AustinThe two burners both surfaced from a Plugin Review Team cleanup commit. Generalize that. Query every closed plugin in the mirror whose final commit was authored by a wp.org review-team account, and separately decode every non-PHP data file in the closed corpus and match it against the SiteGuarding IOCs. I want to know if there are more of these.

ClaudeBoth sweeps hit, and they split into two buckets. One set is burners wp.org force-fixed at closure. The other set hid the payload under non-PHP extensions, so the old grep walked right past them. Six new burner plugins in total, every one pointing back at SiteGuarding. Two burners is now eight.

Sweep A. Which closed plugins did wp.org bother to fix?

A normal closure just hides the listing.
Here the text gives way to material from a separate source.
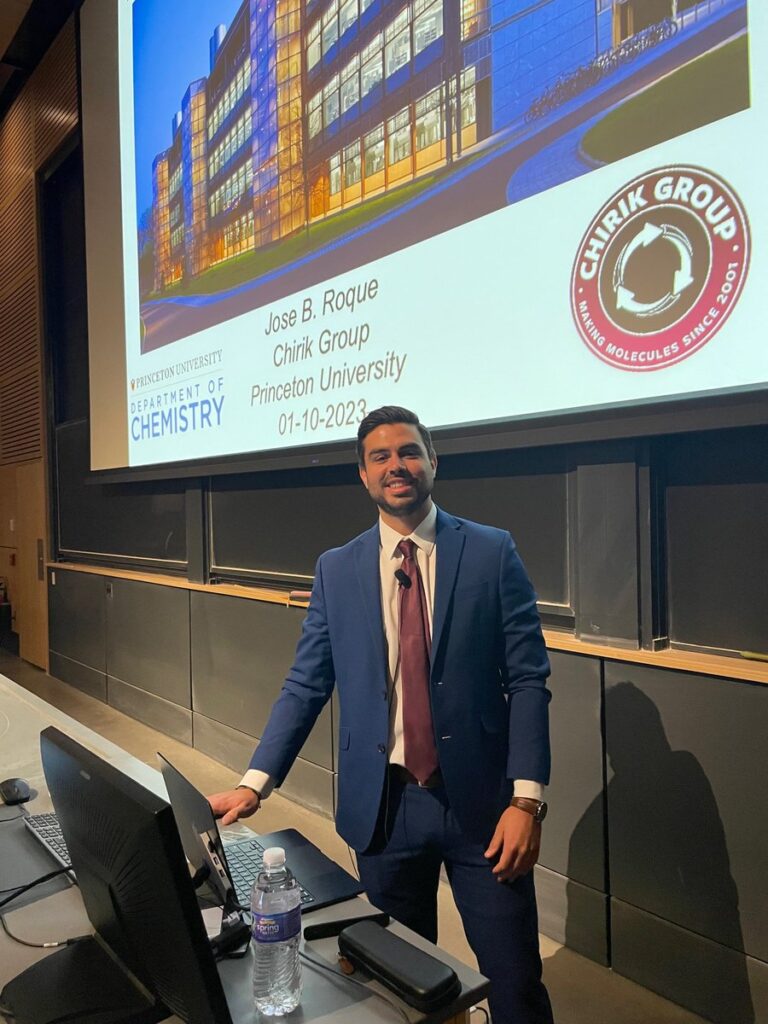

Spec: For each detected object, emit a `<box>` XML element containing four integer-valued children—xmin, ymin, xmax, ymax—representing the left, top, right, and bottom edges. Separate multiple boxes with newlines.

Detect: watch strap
<box><xmin>509</xmin><ymin>797</ymin><xmax>547</xmax><ymax>821</ymax></box>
But sometimes the review team force-pushes a code change at the moment of closure. They reach in and strip the payload, or ship a remediation release. They only do that when they have already confirmed malware. It is confirmation-grade. So instead of waiting for one cleanup commit to float past, I queried every closed plugin whose final commit was authored by a Plugin Review Team account. Three of the real hits were undocumented SiteGuarding burners: speedup-optimization, wp-plugin-management, and bytedefense.